Yes. More than anything in the world. I don't want to face this alone. I don't know if I can do this alone.
"No," the word tastes like venom, "I mean, I want you to, but you can't."
Eli tilts his head to the side, confused. "Why?"
I let my eyes fall shut. I'm not even speaking to him anymore. "This started with me. It needs to end the same way."
His warm hand brushes the skin on my cheek. I lean into his touch, wanting more than anything to grab that hand and run away from all this. Escape reality.
But I can't. This isn't about doing what I want. It's about doing what's right, even if it may be the most terrifying experience in my life.
"I should go in now."
Eli nods and sits down against the wall.
"You don't have to stay here for me," I whisper, even though I think I might die if he doesn't.

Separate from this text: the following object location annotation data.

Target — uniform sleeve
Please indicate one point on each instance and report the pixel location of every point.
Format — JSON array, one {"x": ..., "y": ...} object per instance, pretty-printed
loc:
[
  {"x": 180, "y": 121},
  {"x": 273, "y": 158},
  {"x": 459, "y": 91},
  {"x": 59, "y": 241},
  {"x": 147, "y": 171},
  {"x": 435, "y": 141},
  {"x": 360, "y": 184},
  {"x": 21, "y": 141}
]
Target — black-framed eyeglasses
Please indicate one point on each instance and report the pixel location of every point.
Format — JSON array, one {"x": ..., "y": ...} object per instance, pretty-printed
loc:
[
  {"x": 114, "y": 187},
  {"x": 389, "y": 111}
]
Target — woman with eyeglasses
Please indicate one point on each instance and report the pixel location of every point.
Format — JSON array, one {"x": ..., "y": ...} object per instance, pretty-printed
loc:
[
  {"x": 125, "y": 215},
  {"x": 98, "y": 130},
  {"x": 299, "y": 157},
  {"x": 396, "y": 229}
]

His eyes roam up until they meet my own. "I'm not doing this for you, Clare," he says huskily, "I'm doing this for me. I need to be here when it's over."
A smile, the first one in a long time, makes it's way onto my face. "Thank you for doing this, even if it's not for me."

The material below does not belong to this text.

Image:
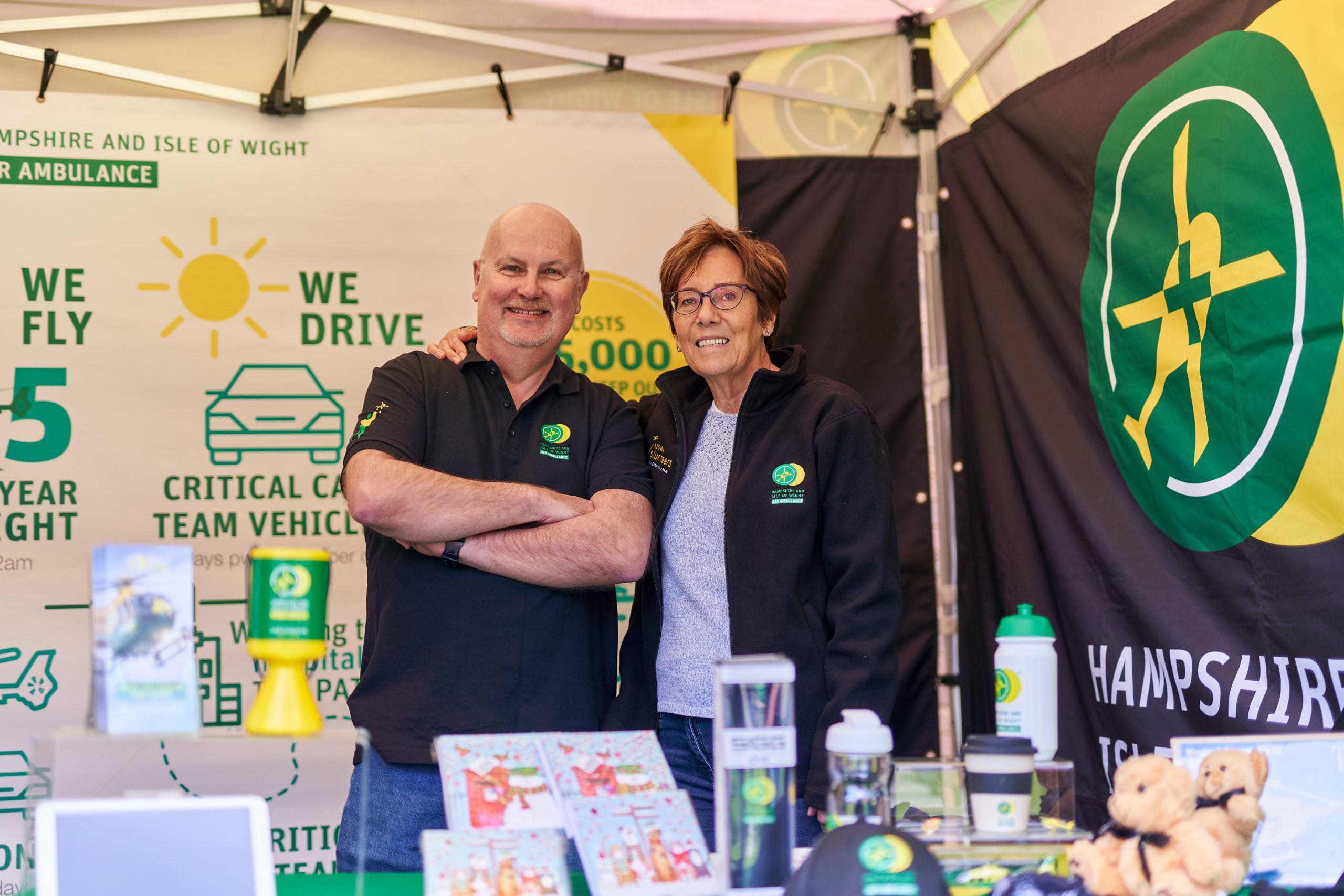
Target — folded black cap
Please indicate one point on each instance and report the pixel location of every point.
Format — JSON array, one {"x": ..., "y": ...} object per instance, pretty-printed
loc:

He shrugs, as if, you even need to say that? "I can't help it if I'm self fish."
I smile once more at him before turning the knob and entering the counselor's office.
I can barely even breathe. Everything seems so unreal, yet I can feel the power of reality itself weighing down onto my shoulders.
Ms. Evans turns her attention of the computer screen and onto me. She gently slides her glasses off. "What do you need, Clare?"
I think of my father again. Every aspect of him; the way he smelt, the way his hair stuck to his forehead whenever he got out of the shower, the way his hand felt rubbing my shoulder as he would walk passed me. The look in his eyes when I ripped away from him forever.
The dam breaks
I cry. For the first time in four years, I cry. Severe sobbing sounds escape from my mouth as I bury my head in my hands. Already, my eyes sting and burn, but I don't care. I'm finally crying.
I cry for Alli, my best friend who I let slip away.
I cry for Adam, who will never get to live in the right body.
I cry for Eli, who went through more loss than most people can ever imagine.
I cry for my dad, the broken man who will never get to see his daughter's face again.
And I cry for me. The daughter of that broken man. The girl who drowned in secrets and lost herself in a sea of bruises. The girl that can barely identify herself and doesn't even want to.
The girl who got beaten.
But somewhere beneath the exterior of all the pain and agony, there was another reason for my tears. It wasn't happiness or joy or even relief. It was a feeling of finally being able to do something in my life I was never able to do before. And maybe I don't know exactly where I'm headed, but as I let in a wave of oxygen and look up to face my destiny, I get a slight glimpse of what that something may be.